Я сел на его лошадь и поскакал к заставе. Стоял конец февраля. Но было тепло, слякотно и грязно, благо, что керамическая плитка теперь покрывала, и набережную, и подходы к городку, и сам городок. Я представил сейчас грязный московский люд, и заулыбался.
Однако дорога была… обычная, и я поехал медленнее.
На заставе, кроме караула, находился и начальник военный комендатуры города со своим комендантским взводом. По ту сторону кордона, за шлагбаумом, стояла облепленная грязью карета и десяток сопровождающих её всадников.
— Разрешите доложить? — Спросил, увидев меня, комендант.
— Докладывайте.
— Неизвестные напали на городской пограничный пост, пытались обезоружить, но получив отпор отошли. У нападавших есть раненые.
— У нас?
— Никак нет, Великий Князь!
— Молодцы! Всех поощрить. Узнали кто такие?
В это время вылезший из, явно иностранного производства, кареты «пассажир» крикнул по-русски:
— Я посол короля Фридриха Третьего! Вы не смеете меня здесь задерживать… Я еду к Русскому Царю Василию Васильевичу в Москву.
— У него подорожная есть? — Спросил я тихо.
— Есть… До Москвы. — Комендант протянул мне свиток.
— А сюда как заехал?
— Говорит, все дороги ведут в Москву…
— Понятно…
Я обошёл шлагбаум и подошёл к «пассажиру» кареты.
— Вы, если не ошибаюсь в прочтении вашего имени, Никола Поппель?
— Так, — гордо и с вызовом произнёс он, и добавил. — Я посол…
— Я слышал.

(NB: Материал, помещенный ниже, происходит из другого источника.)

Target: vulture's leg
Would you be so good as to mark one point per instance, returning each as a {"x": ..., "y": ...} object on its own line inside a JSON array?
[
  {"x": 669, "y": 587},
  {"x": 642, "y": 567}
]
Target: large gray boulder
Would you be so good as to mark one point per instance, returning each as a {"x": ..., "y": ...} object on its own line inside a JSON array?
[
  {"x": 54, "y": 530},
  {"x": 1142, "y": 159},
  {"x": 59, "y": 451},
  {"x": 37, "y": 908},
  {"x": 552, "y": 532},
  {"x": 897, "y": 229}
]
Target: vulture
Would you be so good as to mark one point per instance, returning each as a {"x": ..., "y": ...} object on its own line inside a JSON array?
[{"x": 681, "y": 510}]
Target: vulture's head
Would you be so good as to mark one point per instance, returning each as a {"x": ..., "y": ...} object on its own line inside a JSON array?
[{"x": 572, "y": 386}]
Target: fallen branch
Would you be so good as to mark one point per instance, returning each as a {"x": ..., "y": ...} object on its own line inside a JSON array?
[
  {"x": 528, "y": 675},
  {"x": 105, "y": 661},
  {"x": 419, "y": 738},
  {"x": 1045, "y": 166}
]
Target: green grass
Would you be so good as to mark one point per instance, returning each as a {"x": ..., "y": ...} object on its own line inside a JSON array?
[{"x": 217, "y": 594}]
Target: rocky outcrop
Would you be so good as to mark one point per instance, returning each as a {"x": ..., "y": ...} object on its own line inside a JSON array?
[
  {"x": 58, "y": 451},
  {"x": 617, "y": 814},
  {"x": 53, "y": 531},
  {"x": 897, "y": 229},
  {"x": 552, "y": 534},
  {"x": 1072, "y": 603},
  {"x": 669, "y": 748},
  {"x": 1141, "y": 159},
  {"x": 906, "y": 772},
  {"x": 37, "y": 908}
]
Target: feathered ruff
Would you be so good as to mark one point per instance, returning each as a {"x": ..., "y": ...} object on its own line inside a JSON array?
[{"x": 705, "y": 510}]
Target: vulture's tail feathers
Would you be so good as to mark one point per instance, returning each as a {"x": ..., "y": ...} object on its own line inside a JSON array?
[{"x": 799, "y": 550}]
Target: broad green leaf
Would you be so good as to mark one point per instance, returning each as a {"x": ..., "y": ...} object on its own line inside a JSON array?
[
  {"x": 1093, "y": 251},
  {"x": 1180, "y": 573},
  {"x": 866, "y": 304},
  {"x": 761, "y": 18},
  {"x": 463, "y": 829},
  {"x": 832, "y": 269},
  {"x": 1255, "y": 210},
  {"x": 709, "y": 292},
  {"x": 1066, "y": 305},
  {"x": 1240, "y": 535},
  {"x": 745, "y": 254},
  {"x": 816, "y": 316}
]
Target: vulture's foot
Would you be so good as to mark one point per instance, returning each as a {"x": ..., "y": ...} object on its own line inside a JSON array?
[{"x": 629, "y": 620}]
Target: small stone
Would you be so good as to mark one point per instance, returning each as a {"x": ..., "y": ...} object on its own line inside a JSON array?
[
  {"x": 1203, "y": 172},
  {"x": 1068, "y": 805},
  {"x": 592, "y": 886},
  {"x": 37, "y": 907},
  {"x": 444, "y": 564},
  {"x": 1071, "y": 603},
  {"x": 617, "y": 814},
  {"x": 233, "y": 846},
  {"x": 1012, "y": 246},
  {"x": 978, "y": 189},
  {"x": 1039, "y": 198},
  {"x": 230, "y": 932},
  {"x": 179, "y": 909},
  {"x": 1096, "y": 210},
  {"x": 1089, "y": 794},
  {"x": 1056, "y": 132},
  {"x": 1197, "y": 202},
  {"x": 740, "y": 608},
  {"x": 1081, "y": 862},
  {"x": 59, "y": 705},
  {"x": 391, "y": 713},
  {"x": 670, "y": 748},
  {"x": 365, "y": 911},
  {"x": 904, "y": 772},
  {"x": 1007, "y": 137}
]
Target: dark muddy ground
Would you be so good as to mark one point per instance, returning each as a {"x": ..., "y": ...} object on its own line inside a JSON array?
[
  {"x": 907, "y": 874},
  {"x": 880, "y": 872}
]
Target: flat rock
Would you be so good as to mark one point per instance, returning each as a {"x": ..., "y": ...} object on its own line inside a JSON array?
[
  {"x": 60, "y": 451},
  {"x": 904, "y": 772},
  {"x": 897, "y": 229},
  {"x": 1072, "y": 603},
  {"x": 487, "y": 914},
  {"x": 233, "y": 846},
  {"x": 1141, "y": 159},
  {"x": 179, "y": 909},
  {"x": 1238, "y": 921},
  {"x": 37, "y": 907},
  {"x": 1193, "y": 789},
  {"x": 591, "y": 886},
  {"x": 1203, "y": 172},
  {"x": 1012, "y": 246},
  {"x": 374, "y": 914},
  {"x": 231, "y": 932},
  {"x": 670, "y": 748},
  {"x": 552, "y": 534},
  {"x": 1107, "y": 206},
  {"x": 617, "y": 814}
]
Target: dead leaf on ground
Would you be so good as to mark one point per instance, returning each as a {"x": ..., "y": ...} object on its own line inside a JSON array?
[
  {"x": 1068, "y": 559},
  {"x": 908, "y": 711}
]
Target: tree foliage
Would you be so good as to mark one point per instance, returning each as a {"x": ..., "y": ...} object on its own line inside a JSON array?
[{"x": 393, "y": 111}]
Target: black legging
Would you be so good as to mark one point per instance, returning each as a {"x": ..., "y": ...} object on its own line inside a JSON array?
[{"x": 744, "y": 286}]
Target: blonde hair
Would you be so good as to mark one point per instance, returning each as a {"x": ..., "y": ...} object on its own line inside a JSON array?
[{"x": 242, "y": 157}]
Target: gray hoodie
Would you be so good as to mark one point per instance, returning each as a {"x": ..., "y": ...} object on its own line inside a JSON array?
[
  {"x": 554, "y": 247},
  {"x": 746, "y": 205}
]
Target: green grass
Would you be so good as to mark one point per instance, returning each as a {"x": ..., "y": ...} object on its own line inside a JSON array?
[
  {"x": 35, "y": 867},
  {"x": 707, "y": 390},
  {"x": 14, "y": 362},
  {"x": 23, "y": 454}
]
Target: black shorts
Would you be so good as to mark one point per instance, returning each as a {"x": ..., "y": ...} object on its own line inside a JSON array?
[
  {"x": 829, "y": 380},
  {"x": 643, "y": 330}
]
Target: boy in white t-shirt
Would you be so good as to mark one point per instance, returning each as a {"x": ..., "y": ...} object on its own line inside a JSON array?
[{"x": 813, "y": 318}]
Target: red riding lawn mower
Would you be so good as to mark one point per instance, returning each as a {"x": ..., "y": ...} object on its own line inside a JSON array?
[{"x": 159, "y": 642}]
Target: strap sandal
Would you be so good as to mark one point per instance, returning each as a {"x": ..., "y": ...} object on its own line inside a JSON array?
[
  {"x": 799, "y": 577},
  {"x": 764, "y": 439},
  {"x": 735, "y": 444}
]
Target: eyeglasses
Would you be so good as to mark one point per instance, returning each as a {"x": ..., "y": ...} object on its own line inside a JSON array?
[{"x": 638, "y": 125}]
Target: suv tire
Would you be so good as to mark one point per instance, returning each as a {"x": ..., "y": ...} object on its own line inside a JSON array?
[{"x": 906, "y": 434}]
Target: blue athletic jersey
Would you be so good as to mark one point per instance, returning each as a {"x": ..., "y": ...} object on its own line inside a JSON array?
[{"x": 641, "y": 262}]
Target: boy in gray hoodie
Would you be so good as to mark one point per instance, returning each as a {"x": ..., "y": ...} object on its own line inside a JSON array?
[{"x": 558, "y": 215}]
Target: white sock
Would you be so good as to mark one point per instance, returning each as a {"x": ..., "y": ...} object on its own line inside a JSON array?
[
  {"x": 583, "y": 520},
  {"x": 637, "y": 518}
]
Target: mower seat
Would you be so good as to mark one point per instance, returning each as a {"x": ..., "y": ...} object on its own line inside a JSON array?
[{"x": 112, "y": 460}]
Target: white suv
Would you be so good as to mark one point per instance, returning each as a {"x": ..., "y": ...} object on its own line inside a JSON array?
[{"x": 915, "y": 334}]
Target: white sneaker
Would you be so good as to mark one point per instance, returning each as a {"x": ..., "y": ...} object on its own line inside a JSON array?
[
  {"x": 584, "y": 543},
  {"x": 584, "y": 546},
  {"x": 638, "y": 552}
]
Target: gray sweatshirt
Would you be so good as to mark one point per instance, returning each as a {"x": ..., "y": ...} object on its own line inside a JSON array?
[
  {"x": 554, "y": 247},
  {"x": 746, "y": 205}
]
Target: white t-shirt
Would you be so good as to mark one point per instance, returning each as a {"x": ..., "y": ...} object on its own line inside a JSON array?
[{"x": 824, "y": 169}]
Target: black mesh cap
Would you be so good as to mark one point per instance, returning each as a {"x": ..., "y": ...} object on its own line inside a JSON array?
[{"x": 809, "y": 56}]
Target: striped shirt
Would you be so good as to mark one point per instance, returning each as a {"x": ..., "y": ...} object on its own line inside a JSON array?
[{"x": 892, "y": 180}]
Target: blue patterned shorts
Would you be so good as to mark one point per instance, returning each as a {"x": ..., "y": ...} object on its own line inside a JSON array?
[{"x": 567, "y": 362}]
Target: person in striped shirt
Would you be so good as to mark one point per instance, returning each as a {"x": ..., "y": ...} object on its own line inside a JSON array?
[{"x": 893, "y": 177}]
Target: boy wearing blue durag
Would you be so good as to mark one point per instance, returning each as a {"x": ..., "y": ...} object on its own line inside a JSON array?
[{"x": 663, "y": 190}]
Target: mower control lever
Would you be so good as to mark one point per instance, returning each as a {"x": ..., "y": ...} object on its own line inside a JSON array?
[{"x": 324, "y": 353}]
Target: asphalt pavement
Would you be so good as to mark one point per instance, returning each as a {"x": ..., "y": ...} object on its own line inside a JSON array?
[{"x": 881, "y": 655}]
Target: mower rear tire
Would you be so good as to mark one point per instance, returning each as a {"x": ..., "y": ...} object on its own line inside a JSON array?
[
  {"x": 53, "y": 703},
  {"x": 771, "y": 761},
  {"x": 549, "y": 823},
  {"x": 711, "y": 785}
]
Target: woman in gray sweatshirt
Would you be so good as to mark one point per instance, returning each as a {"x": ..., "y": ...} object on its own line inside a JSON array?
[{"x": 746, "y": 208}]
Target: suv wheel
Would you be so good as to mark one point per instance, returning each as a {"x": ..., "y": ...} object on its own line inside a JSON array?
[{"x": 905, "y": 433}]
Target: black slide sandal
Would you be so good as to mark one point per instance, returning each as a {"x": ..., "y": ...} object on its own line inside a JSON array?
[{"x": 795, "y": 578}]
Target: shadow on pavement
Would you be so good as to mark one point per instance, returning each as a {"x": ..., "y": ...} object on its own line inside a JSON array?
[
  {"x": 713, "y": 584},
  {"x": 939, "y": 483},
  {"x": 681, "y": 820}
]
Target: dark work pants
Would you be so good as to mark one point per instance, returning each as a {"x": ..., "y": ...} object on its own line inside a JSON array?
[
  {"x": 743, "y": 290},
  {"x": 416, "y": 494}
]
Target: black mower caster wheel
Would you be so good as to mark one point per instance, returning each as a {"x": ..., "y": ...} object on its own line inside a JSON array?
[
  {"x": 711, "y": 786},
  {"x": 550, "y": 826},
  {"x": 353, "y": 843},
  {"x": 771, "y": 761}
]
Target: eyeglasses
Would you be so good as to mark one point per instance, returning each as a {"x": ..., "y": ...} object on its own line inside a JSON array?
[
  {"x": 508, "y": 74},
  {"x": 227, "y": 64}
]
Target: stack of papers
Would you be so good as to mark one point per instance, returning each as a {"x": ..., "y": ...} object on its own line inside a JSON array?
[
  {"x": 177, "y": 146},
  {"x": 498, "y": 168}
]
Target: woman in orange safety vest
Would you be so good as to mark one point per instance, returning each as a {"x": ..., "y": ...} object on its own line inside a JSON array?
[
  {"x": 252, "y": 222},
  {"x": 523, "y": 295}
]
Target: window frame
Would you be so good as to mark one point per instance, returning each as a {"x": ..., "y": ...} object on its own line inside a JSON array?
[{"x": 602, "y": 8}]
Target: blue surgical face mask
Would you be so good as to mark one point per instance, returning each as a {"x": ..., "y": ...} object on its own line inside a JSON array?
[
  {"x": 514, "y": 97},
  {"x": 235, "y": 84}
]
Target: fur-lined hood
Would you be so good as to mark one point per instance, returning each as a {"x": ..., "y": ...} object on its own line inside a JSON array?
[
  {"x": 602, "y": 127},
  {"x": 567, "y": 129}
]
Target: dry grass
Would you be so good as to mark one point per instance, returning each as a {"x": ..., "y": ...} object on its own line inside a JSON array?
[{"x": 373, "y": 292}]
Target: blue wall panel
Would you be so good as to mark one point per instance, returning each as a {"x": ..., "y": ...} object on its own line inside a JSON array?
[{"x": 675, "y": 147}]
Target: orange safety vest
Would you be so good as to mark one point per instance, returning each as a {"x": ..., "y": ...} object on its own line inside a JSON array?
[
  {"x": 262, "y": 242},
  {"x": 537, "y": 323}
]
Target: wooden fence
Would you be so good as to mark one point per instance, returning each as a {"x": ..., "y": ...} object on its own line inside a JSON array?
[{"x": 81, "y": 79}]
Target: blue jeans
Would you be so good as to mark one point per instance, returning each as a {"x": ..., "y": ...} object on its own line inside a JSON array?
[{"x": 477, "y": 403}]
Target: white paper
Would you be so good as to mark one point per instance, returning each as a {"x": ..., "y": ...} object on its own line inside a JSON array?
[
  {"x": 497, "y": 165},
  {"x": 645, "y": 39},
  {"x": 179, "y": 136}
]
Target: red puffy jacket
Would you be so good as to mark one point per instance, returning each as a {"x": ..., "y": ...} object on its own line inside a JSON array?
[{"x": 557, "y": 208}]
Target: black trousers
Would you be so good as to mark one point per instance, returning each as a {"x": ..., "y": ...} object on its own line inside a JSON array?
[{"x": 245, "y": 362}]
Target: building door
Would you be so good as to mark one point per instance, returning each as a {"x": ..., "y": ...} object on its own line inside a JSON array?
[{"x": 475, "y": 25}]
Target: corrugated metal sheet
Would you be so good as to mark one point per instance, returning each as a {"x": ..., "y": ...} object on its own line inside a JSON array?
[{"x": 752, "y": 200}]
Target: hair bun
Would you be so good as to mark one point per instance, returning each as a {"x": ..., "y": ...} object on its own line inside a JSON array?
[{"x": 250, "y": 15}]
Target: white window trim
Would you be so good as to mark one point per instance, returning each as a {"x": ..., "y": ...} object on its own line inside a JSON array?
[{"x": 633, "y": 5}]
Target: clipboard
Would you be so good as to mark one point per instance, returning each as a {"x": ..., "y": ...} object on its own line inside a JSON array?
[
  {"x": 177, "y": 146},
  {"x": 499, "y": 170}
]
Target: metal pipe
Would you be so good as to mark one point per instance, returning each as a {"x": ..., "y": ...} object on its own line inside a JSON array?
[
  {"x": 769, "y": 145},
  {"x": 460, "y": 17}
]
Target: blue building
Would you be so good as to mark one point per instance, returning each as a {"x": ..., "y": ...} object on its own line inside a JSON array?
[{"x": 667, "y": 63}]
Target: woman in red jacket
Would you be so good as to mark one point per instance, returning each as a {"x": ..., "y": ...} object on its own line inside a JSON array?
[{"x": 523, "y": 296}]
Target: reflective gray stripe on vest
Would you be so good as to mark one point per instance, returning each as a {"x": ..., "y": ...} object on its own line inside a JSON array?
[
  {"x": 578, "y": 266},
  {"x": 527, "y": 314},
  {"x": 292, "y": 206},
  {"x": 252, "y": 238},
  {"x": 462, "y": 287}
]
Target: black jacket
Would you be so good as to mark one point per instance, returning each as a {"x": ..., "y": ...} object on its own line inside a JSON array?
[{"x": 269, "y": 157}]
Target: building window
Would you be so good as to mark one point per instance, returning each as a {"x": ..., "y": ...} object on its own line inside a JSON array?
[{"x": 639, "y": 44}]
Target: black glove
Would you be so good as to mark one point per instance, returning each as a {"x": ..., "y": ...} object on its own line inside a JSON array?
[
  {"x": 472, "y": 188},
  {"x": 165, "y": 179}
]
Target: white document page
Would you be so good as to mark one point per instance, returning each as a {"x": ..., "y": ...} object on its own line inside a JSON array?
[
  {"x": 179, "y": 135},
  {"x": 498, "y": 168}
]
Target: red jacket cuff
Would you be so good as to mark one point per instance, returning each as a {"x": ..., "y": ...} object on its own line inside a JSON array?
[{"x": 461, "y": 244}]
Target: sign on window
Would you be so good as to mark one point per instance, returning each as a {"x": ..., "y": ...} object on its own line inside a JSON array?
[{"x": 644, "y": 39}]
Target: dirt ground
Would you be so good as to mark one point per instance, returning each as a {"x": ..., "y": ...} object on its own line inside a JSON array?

То есть, вы хотите сказать, что по этой дороге едете в Москву?
— Так! Да!
— А какой это город, знаете?
— Так! Да! Крепость Лоев.
— То есть, вы знаете, что эта дорога ведёт в Киев и Чернигов?
— Так… Знаю. Это ничего. Я — путешественник, мне интересно увидеть разные города. Я — писать книгу. — С некоторым акцентом, проговорил он.
— Отлично, значит вы четко понимаете свои действия. Помощь вашим раненым нужна?
— Нет спасибо, там царапины.
Я вернулся к коменданту, и сказал.
— Сопроводите «путешественника» за Киевский кордон транзитом, без заезда в город.
Шлагбаум поднялся, и карета, дёрнувшись, тронулась и покатилась по дороге. Проезжавший мимо меня в карете Поппель с благодарностью мне поклонился.
— Ну-ну, — подумал я. — Какое же тебя ждёт разочарование.
Мы с комендантом ехали рядом, заговорщицки переглядываясь. Доехав до развилки, возница кареты попытался направить её на лево в город, но конвойный стрелец хлестанул её кнутом, и она рванулась на право, проезжая развилку.
Из кареты выглянул Поппель и прокричал:
— Нам нужно в город! Кушать… ням-ням… бистро!
Конвойные с обеих сторон стали хлестать упряжку, и она, рванув, понеслась по дороге к переправе. Комендантский взводный уже предупредил привратников, и карета с сопровождающими проскочила шлюзовой мост, и выскочила за «киевский кордон», как пробка из бутылки шампанского. Ворота кордона сразу затворились. На той стороне ещё долго кричал и бранился «путешественник», но мы его уже не слушали.